EU debate: exaggeration, scaremongering & unfounded claims?
Debate in the run-up to the Brexit referendum has been characterised by exaggeration, scaremongering and unfounded claims.
This is true of both sides: the costs and benefits of both staying in and leaving have been inflated or downplayed. Economists have not been free of guilt.
This makes it very difficult for individuals, whether they are employees, managers or business owners, to reach an informed decision on the implications of the vote.
The truth is the outcome of a Leave vote is highly uncertain; any claims to the contrary should be treated with caution (and suspicion).
I will briefly consider three key issues: the effects on trade of leaving the single market, the effects of changes in migration flows, and the effect on foreign investment.
Taking the first, Remain advocates argue that barriers to international trade would be higher after Brexit while supporters of Leave argue that new free trade agreements would be signed, and that Britain would have access to a broader array of export markets outside the EU.
Which of the two claims is closer to the truth will largely be determined by politics: will the EU choose to punish Britain by imposing trade barriers?
Given the scale of trade between the EU and UK – around £290 billion per annum – it seems unlikely that the EU, and Germany in particular, would choose to damage their own export-dependent economies to make a political point.
Given that the Prime Minister is committed to remaining within the EU, a deliberate effort has been made to prevent government discussion or planning of post-Brexit trade agreements.

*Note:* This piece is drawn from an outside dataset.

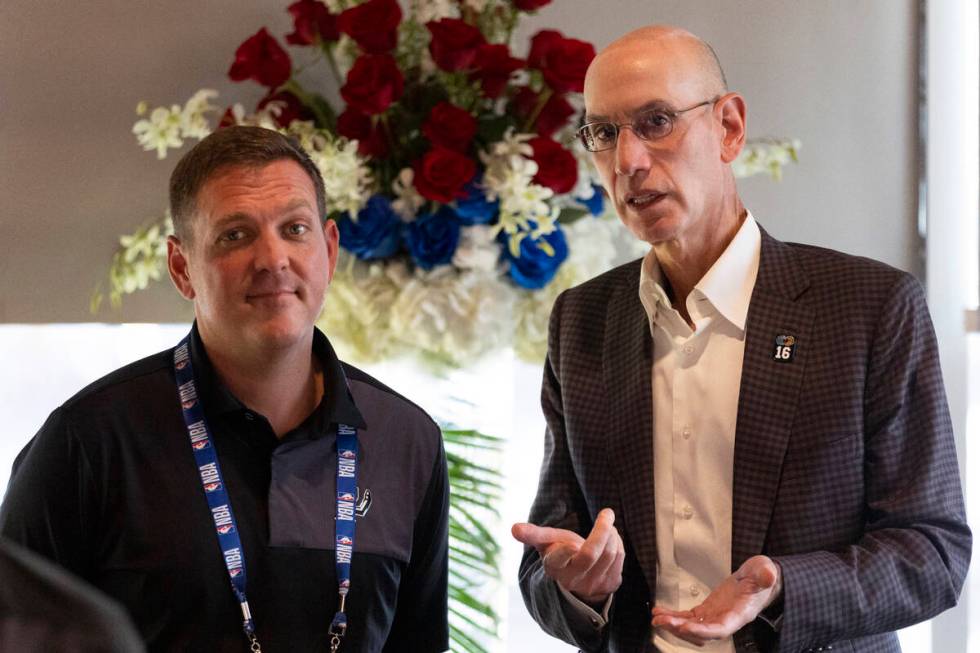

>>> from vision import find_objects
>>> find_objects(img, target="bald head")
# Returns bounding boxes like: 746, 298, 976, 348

Even without a new agreement, trade would still be subject to WTO rules meaning tariffs would remain low. Most exporting businesses are unlikely to notice the direct effect of increased tariffs.
Given this, it is hard to see an immediate reason why foreign investment should fall significantly.
Restrictions on migration seem more likely to have a noticeable effect on businesses, particularly those that rely either on skilled migrants or on low-paid, low-skilled workers such as the care sector.
The costs of exit have been therefore been exaggerated. But this is also true of the claimed benefits.
While there are problems of regulation and lack of support for small business, much of this is home-grown and can be dealt with at the domestic level: the impact of EU regulation on business tends to be over-stated.
Valid points about sovereignty are raised by those who support Leave, but these overlook the fact that in a world of globalised trade and multi-national corporations, the main constraints on UK policy-makers don’t originate in the European Parliament.
Despite these exaggerations, there is a real possibility of a fall in confidence and restriction of foreign credit to the UK in the event of Brexit, leading to devaluation in the pound, hikes in interest rates and financial disorder. Given the fragile state of the UK economy, the consequences could be severe.
I suspect the probability of such a scenario is relatively low, but given that the benefits of exit are far from clear, this doesn’t seem a risk worth taking.